The panel held lengthy meetings with executives and lawyers for two important parts of the proposed turnaround plans for General Motors Corp. and Chrysler. Those companies are surviving on $17.4 billion in government loans and seeking billions more to stay afloat.

White House spokesman Robert Gibbs said the team had been meeting "round the clock to come up with a solution to this crisis."

"There's no doubt that all the stakeholders involved are going to have to give in order to ensure that that restructuring takes place," Gibbs said.

Advisers to GM bondholders met with Steve Rattner and Ron Bloom, top aides to Treasury Secretary Timothy Geithner, and other members of the panel for two hours. GM is negotiating with its bondholders to cut two-thirds of its $27 billion in unsecured debt under the terms of the loan agreement with the government.

The advisers to the bondholders declined comment. They were expected to outline several options to reduce the Detroit automaker's unsecured debt and discuss whether the government would guarantee new bonds that GM would issue as part of its restructuring.

Earlier, Fiat's chief executive, Sergio Marchionne, said the task force was receptive to a proposed partnership that would give Fiat a 35 percent stake in Chrysler in exchange for new technology, but no cash.

"We can add value," Marchione said. "That's the real issue and it's a necessary ingredient of the revival of Chrysler."

Hurt by a steep decline in auto sales and past poor decisions, General Motors and Chrysler have requested an additional $21.6 billion to help them restructure. The government is trying to revamp the companies by March 31, but could call back the loans if the automakers fail to win concessions from stakeholders.

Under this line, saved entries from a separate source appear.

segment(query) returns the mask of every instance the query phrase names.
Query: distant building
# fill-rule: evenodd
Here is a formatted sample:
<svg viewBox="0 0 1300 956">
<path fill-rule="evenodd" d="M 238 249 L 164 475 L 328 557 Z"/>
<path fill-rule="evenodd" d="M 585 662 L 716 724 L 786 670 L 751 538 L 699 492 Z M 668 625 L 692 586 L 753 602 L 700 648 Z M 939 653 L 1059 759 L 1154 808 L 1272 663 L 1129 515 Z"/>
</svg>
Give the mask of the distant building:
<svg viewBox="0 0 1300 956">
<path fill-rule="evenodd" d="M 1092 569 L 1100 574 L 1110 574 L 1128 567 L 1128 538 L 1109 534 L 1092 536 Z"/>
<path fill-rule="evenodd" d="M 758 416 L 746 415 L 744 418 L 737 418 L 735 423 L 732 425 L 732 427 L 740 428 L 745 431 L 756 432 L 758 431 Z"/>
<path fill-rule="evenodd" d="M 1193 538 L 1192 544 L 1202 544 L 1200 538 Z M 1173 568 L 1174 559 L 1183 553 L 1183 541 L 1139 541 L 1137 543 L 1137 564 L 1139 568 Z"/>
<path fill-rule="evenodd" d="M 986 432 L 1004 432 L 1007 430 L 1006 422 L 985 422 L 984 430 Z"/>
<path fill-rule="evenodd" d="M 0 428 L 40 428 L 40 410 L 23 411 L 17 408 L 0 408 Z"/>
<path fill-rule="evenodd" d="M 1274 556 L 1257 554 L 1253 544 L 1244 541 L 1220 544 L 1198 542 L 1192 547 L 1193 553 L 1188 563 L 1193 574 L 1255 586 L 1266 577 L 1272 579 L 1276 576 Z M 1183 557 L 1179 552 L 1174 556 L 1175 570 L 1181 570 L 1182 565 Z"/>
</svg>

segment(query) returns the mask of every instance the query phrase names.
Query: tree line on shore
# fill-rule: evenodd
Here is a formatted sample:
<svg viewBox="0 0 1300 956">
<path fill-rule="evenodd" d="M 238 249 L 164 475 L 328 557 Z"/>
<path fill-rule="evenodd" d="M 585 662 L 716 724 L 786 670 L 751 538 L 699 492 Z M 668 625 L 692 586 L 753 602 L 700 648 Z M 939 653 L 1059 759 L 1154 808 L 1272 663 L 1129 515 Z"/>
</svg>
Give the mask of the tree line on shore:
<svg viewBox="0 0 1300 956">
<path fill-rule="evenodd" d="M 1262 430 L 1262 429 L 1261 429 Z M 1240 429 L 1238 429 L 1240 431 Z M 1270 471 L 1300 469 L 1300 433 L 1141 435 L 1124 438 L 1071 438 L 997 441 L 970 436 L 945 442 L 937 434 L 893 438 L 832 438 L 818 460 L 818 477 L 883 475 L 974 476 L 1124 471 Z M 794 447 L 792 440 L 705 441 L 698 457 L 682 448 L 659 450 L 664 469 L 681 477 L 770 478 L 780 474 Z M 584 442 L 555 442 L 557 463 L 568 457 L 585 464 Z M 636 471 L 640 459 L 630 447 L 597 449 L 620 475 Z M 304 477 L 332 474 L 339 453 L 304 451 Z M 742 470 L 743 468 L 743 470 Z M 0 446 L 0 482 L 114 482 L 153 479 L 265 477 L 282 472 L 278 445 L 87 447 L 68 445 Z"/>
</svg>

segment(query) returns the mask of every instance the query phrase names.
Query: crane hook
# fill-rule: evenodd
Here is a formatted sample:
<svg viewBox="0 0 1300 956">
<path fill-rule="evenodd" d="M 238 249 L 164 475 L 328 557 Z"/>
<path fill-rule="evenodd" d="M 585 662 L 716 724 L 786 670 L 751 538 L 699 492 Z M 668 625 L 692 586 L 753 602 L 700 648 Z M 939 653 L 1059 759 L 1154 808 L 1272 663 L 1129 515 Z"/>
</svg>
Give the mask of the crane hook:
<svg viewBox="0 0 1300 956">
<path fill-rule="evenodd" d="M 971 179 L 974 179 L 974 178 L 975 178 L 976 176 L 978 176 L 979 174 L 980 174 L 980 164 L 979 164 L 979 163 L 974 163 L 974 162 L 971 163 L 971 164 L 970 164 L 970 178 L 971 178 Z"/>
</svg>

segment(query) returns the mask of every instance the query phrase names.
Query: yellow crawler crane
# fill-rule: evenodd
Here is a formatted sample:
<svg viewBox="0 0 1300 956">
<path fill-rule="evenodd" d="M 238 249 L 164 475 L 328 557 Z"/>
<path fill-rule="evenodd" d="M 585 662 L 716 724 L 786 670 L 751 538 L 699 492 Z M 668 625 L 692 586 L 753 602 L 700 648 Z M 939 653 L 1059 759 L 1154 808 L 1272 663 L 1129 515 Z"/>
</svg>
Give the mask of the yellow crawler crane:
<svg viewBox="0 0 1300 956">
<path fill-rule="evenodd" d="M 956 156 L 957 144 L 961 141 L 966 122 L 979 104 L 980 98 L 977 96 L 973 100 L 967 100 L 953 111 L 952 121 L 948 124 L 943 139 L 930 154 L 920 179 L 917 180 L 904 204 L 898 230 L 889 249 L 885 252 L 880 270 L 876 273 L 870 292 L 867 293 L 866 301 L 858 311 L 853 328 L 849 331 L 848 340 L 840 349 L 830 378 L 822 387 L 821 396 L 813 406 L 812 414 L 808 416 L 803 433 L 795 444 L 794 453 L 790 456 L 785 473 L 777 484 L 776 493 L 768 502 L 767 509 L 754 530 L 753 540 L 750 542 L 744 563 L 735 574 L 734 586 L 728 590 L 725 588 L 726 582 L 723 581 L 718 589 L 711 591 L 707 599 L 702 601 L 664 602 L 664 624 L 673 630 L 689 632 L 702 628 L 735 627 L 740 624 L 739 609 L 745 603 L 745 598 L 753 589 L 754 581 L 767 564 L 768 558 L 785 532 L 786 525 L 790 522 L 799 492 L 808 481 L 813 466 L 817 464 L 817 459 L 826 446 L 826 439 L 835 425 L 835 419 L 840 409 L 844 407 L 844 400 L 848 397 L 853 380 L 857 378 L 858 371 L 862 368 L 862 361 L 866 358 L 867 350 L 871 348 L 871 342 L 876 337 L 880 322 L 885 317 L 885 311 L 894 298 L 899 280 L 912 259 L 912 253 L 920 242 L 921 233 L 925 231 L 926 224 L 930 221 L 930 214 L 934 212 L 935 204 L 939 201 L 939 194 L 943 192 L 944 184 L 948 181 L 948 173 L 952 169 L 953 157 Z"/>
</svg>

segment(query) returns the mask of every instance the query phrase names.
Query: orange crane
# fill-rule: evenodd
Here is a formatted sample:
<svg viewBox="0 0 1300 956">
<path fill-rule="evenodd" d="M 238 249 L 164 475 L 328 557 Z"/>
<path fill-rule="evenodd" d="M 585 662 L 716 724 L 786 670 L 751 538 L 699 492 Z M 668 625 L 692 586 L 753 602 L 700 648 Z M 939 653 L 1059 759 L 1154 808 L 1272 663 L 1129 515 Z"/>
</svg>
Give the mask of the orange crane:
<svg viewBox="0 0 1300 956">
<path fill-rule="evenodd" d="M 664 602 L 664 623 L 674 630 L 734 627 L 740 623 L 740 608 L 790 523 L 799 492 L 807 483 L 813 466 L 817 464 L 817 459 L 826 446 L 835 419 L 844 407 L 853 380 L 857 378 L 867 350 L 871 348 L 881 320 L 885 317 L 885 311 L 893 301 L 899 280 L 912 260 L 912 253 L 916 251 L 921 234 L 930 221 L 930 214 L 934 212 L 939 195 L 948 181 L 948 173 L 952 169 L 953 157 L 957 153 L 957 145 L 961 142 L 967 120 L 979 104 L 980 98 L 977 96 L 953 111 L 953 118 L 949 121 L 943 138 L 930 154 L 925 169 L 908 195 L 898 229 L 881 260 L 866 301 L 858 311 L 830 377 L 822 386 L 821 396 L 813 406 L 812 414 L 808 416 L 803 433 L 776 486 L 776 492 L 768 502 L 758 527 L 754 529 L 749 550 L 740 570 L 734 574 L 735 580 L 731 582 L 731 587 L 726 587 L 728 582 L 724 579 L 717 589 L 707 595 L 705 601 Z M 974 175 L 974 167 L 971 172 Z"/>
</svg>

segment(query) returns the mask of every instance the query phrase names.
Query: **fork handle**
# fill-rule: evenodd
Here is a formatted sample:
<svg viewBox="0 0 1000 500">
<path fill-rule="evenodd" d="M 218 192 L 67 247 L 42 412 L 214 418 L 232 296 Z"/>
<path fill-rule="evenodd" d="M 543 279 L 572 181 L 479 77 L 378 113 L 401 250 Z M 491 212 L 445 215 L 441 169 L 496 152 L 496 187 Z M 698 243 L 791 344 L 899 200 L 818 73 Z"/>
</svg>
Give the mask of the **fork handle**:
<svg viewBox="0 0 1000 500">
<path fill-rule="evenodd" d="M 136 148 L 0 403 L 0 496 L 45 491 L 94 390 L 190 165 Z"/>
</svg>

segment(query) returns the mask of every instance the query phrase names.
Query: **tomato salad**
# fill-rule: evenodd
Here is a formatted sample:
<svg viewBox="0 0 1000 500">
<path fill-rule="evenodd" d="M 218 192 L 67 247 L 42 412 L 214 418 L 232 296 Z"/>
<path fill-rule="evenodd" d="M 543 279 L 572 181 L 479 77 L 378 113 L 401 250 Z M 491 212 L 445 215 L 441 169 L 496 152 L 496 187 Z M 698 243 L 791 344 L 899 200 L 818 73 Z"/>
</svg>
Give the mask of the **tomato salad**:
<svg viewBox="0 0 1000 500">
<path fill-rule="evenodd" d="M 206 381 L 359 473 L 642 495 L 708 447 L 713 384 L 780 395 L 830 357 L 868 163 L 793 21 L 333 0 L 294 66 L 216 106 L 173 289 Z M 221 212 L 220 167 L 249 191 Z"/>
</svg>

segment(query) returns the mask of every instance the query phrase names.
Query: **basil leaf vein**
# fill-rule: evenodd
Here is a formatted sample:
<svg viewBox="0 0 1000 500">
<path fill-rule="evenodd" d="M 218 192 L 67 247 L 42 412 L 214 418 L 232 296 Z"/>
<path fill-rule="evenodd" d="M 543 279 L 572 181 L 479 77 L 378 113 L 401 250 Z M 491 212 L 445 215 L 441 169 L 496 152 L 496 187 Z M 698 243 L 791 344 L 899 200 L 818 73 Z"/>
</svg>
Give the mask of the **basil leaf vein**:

Adding to the concerns, GM's auditors said Thursday in a report there was "substantial doubt" that GM could stay in business.

Members of the task force are scheduled to meet with GM and Chrysler executives in the Detroit area on Monday and tour their facilities, said two officials familiar with the plans. They spoke on condition of anonymity because they were not authorized to discuss the plans publicly.

Chrysler contends the alliance with Fiat would help both companies. Fiat could give Chrysler a broad array of fuel-efficient small and mid-size cars, something the Auburn Hills, Mich.-based company lacks, and provide Chrysler with access to foreign markets.

Fiat's Marchionne has sought a U.S. partner to bring Fiat's successful update of the 500 subcompact and its sporty Alfa Romeo brand to the United States. He said the panel "wanted to know what the industrial alliance will look like and what it will look like after we're finished."

"I think they were intelligently critical of all things that were relevant ... and rightly so. They're looking at taxpayers' funding," he said. "They recognize the magnitude of the problem and there is an absolute determination to find a solution."

Some members of Congress have questioned whether the government should save a company with a significant foreign stake in a major U.S. automaker. Marchionne said "nothing is going to be taken out of the U.S. and the main objective is to repay every single dollar of taxpayer funding before anyone gets anything."